I graduated from School of the Gifted Young, University of Science and Technology of China (USTC) with a bachelor’s degree in electronic information engineering.
I am currently a fourth-year Eng.D student at the National Engineering Research Center for Speech and Language Information Processing (NERC-SLIP) of USTC, supervised by Prof.
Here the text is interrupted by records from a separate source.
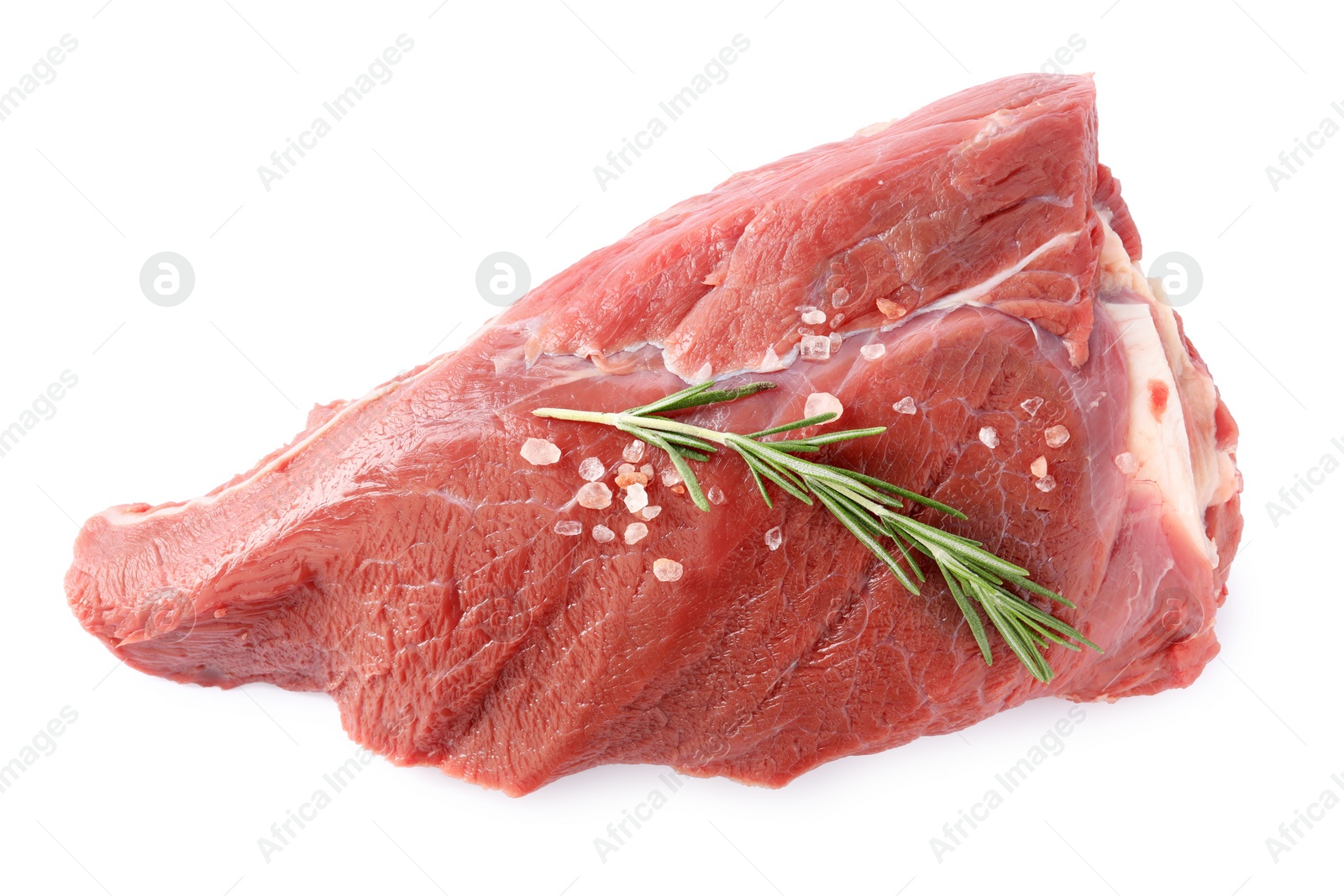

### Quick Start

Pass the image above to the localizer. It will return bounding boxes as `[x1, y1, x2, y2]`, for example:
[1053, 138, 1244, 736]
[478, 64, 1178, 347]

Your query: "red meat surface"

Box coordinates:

Zhen-Hua Ling (凌震华).
My CV can be downloaded here.

My main research interests lie in speech synthesis, speech enhancement, and speech encoding.

📝 Publications

🎙 Speech Enhancement

INTERSPEECH 2023
sym

MP-SENet: A Speech Enhancement Model with Parallel Denoising of Magnitude and Phase Spectra

Ye-Xin Lu, Yang Ai, Zhen-Hua Ling

Demo Page |

  • In this paper, we propose a novel Speech Enhancement Network that explicitly enhances Magnitude and Phase spectra in parallel, dubbed MP-SENet.
  • MP-SENet is the first speech enhancement model that realizes explicit phase estimation and optimization by using phase parallel estimation architecture and anti-wrapping losses.
  • MP-SENet mitigates the compensation effect between the magnitude and phase by explicit phase estimation, elevating the quality of enhanced speech to a new level.
IEEE/ACM TASLP 2024
sym

Towards High-Quality and Efficient Speech Bandwidth Extension with Parallel Amplitude and Phase Prediction

Ye-Xin Lu, Yang Ai, Hui-Peng Du, Zhen-Hua Ling

Demo Page |

  • In this paper, we propose a generative adversarial network-based speech bandwidth extension (BWE) model with the parallel prediction of Amplitude and Phase spectra, dubbed AP-BWE.
  • AP-BWE realizes high-quality speech BWE by explicit amplitude-phase estimation and multi-resolution amplitude-phase discrimination.
  • AP-BWE realizes efficient speech BWE by using all-convolutional architecture and all-frame-level operations.
INERSPEECH 2024
sym

Multi-Stage Speech Bandwidth Extension with Flexible Sampling Rates Control

Ye-Xin Lu, Yang Ai, Zheng-Yan Sheng, Zhen-Hua Ling

Demo Page

  • In this paper, we propose a multi-stage speech BWE model named MS-BWE, which can handle a set of source and target sampling rate pairs and achieve flexible extensions of frequency bandwidth.
  • MS-BWE comprises a cascade of BWE blocks, with each block featuring a dual-stream architecture to realize amplitude and phase extension, progressively painting the speech frequency bands stage by stage.
  • We adopt the teacher-forcing strategy to mitigate the discrepancy between training and inference.

🗣️ Speech Synthesis

Accepted by ICASSP 2025
sym

Incremental Disentanglement for Environment-Aware Zero-Shot Text-to-Speech Synthesis

Ye-Xin Lu, Hui-Peng Du, Zheng-Yan Sheng, Yang Ai, Zhen-Hua Ling

Demo Page

  • In this paper, we propose an Incremental Disentanglement-based Environment-Aware zero-shot text-to-speech (TTS) method, dubbed IDEA-TTS, that can synthesize speech for unseen speakers while preserving the acoustic characteristics of a given environment reference speech.
  • IDEA-TTS is capable of environment-robust TTS, environment-aware TTS, and environment conversion with a single model.

📚 Other Publications

Journal

Conference

🎓 Educations

  • 2021.09 - 2026.06 (Expected), Eng.D, School of Infomation Science and Technology, University of Science and Technology of China, Hefei.
  • 2017.08 - 2021.06, Undergraduate, School of the Gifted Young, University of Science and Technology of China, Hefei.
  • 2014.09 - 2017.06, Anhui Nanling High School, Wuhu.

💻 Internships

  • 2022.07 - 2023.10, Assistant Research Algorithm Engineer, iFLYTEK, Hefei.